Ga-gà

Y a-t-il une raison de rire?

Sinopsis

Le rire provoque la contraction et la rétraction très rapides des muscles du thorax et de l’abdomen. Un total de 400 muscles se mettent en marche. Le diaphragme se met en mouvement, les yeux, le nez et la bouche se lubrifient, le ventre s’agite, le foie vibre, le bras est stimulé, il y a libération d’adrénaline et sécrétion de médiateurs chimiques, come la sérotonine oy les endorphines.

Un jour, plutôt à la tombée de la nuit, des êtres spéciaux, dénués de grâces et de profil, se retrouvèrent et fondèrent Ga-gà un endroit où vivre, un espace où montrer le meilleur de leur art.

Et bien qu’ils trébuchent, s’activent, vont et viunnunt, montent et démontent les décors, se brisent, perdent le rouge, le retrouvent._ Ils ont tous la mèrriu ubsussion, le rire. Le rire comme oxygène, le rire comme aliment. Lou, Nunó, Mirandolina, Marguit et Marguet ont besoin du rire pour vivre. Mais les motifs se font de plus en plus rares…

carte artistique

Creation Marta Carrasco
Interprètes: Marta Carrasco, Carme González, Xavi Sáez, Cristina Sirvent, Cristóbal Suárez
Assistant de direction et textes: Tays Sampablo
Creation Lumière: Ignasi Camprodón
Montage musical: José Antonio Gutiérrez

Presse

Le cabaret halluciné du Dr. Carrasco

Marta Carrasco est docteur cum laude avec Ga-gà, un cabaret particulier dont la structure dramatique correspond parfaitement à cette technique de succession de peintures vivantes d’une grande plasticité que Carrasco utilisait et utilise. Les personnages de Ga-gà sont des êtres imparfaits, étranges, d’un cabaret halluciné auquel on ne peut pas s’approcher avec raison ou compréhension. Ga-ga est un processus de suggestion presque parfaite qui exige une attitude ouverte vis-à-vis du spectateur dans la mesure où elle provient de l’inconscient du créateur et est dirigée vers celle du spectateur.

Santiago Fondevila

Periodista, La Vanguardia, 16/06/2005

Farándula d’excellence

Marguit, Marguet, Lou, Mirandolina et Nunó sont des personnages de chair et de sang, proches de nous tous, très proches de nos faiblesses et de nos faiblesses. Nunó, le chef d’orchestre du spectacle, présentateur et professeur de cette merveilleuse cérémonie, rit avec sa grimace forcée, avec ses interpellations constantes au public, dans un geste tragicomique arrangé par le désespoir, mais parfois émouvant: m la maman la maman maman

Dans une course incessante et dessiner des rideaux, fait apparaître le reste des personnages qui engloutissent ceux qui viennent à eux, qui mangent leur nez, qui se tordent, grandissent et diminuent, dont la nourriture est aidée par une goutte à une image effrayante.
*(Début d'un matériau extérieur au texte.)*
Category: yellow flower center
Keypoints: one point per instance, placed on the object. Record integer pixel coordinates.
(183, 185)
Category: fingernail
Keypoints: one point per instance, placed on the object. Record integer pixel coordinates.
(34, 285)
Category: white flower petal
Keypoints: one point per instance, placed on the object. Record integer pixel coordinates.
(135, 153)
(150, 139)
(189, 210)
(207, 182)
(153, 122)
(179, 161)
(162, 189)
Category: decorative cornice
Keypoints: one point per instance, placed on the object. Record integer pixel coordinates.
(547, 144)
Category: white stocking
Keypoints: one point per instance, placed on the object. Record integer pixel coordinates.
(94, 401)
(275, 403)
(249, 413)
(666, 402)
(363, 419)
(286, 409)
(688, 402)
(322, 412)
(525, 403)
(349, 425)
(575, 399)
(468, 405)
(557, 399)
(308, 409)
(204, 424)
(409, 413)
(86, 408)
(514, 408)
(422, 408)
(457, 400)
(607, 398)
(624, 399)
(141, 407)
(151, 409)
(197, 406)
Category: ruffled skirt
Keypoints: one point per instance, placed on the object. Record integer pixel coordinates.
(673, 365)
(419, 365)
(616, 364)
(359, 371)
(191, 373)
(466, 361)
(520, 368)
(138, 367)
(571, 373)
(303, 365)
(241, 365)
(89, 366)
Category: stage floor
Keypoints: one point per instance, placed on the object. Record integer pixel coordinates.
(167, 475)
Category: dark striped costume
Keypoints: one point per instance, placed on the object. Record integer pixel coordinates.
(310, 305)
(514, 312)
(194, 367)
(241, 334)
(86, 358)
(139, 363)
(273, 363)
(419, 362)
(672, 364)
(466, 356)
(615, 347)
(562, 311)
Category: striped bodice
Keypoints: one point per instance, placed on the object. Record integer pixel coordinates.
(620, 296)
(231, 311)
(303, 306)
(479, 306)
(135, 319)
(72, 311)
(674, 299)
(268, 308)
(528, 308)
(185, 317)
L’apparition de la plus poétique des vagins, un organisme plein de vie et d’intentions, le clitoris inclus, est écrasante. Le travail place la trajectoire de Marta Carrasco à un niveau d’excellence difficile à surmonter.

Rosali Ayuso

Periodista, El Mundo, 17/06/2005

Un spectacle magnifique et passionnant

Ga-gà est un magnifique cadre intime, empreint d’humour et d’émotion. Ga-gà n’est pas un spectacle de danse. Le théâtre ne danse pas non plus. Nous pourrions peut-être parler de théâtre de mouvement ou de geste, ou de théâtre des sens.

Carrasco part de Jacques Brel et nous situe dans la métaphore d’une vieille hutte où plusieurs êtres physiquement imparfaits exhibent, avec une cruelle innocence, leurs défauts. De cette laideur Carrasco part illuminer une heureuse tristesse et nous présenter le rire comme élément liberarodr.

Carrasco sauver arrêter le rythme et atteindre le cœur. Ce sont des moments d’émotion brutale, de plus en plus présents à mesure que le travail progresse. Une fonction choyée et rigoureuse. C’est un spectacle pour les âmes sensibles.